Murray testified that he attended to the singer in the bedroom of his Holmby Hills home just after 1am on June 25. Over the next few hours, Murray said he administered a series of drugs in an attempt to help the singer sleep, alleging Jackson said at one point: “Just make me sleep, no matter what.”
Murray later described the scene in detail in his 2016 book, This Is It: The Secret lives of Dr Conrad Murray and Michael Jackson. “He just couldn’t lay still, could not relax,” he wrote. “As the night progressed, he gradually grew to look much like his image in his ‘Thriller’ video.”
Murray has told police that he gave in to Jackson’s demands at 10.40am, pushing 25mg of Propofol (a sedative and anaesthetic) into the IV. Murray left the room and Jackson stopped breathing. The coroner concluded that Jackson died from acute Propofol and benzodiazepine intoxication and that he had a “polypharmacy” of drugs in his system. The king of pop was dead at 50. An outpouring of global grief crescendoed at a memorial at the Staples Center on July 7. Around 100,000 fans filled the surrounding streets and 1.6 million people entered a lottery for 17,500 tickets to the service. Jackson’s 11-year-old daughter, Paris – alongside brothers Prince Michael, 12, and 7-year-old Blanket – spontaneously stepped to the microphone: “Daddy has been the best father you could ever imagine,” she said through tears. “And I just wanted to say I love him so much.”

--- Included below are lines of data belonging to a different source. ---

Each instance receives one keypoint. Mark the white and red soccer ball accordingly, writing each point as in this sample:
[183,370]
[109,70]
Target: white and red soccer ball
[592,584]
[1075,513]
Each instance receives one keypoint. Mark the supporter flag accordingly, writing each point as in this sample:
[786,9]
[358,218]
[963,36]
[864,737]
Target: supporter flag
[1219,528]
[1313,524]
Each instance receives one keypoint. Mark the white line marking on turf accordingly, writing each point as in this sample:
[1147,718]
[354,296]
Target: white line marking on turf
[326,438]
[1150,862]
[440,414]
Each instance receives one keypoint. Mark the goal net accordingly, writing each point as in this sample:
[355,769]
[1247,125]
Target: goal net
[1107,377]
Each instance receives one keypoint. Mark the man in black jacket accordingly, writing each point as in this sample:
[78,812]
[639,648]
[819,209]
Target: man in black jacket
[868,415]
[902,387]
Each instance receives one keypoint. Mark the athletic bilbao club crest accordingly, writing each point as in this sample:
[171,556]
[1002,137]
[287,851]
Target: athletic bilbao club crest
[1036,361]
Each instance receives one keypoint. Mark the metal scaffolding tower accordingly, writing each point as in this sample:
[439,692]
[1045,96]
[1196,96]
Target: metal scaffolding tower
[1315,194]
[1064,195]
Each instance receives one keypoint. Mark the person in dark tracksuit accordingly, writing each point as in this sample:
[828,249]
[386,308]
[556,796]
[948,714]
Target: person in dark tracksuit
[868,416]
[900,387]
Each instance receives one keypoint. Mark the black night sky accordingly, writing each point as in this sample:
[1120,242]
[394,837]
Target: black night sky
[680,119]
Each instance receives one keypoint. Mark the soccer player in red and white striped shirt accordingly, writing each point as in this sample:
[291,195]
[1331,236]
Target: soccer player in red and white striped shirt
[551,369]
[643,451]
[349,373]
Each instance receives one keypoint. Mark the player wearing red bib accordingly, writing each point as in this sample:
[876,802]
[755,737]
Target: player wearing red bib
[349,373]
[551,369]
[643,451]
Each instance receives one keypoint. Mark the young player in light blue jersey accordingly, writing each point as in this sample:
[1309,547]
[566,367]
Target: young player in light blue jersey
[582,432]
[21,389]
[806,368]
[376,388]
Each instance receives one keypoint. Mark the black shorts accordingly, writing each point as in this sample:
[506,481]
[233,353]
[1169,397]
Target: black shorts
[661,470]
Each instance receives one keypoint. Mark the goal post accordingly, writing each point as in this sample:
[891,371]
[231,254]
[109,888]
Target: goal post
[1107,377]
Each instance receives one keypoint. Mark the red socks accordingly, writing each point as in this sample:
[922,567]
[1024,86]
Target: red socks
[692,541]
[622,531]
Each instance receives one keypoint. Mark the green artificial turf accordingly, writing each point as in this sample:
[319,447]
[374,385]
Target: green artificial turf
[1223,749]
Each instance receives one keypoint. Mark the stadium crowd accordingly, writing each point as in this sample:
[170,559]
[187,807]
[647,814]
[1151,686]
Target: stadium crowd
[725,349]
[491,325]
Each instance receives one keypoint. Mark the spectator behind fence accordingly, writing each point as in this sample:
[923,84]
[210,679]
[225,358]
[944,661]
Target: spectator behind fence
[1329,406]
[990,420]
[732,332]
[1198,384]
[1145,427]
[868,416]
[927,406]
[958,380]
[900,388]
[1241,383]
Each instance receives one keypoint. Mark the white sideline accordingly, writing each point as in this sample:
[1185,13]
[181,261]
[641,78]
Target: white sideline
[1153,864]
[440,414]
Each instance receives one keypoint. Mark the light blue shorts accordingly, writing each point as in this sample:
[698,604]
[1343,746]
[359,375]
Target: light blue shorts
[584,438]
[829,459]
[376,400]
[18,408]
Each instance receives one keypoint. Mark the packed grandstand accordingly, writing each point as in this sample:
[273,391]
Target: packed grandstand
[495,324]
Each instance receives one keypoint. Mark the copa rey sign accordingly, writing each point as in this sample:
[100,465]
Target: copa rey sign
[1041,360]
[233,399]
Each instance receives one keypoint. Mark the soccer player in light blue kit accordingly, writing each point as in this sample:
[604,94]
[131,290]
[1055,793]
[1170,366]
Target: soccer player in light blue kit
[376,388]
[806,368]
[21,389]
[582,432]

The 90-minute event included performances by Mariah Carey, Aretha Franklin and Stevie Wonder and was estimated to have cost the City of Los Angeles $2 million. “This has been the most difficult time for me and my family,” Jackson’s father, Joseph, told WHO at the time. “We will not stop until we get justice for Michael.”
The justice they were seeking came after Murray was charged with involuntary manslaughter in February 2010. During a six-week trial, prosecutors portrayed Murray as a reckless doctor and a jury deliberated for 10 hours before finding him guilty in November 2011. His medical licence was revoked and after serving two years of his four-year sentence, he was released in October 2013.
In a post-prison interview with The Daily Mail, Murray said Jackson was “in crisis at the end of his life, filled with panic and misery”. “By the end, Michael Jackson was a broken man,” he said. “I tried to protect him but instead I was brought down with him.”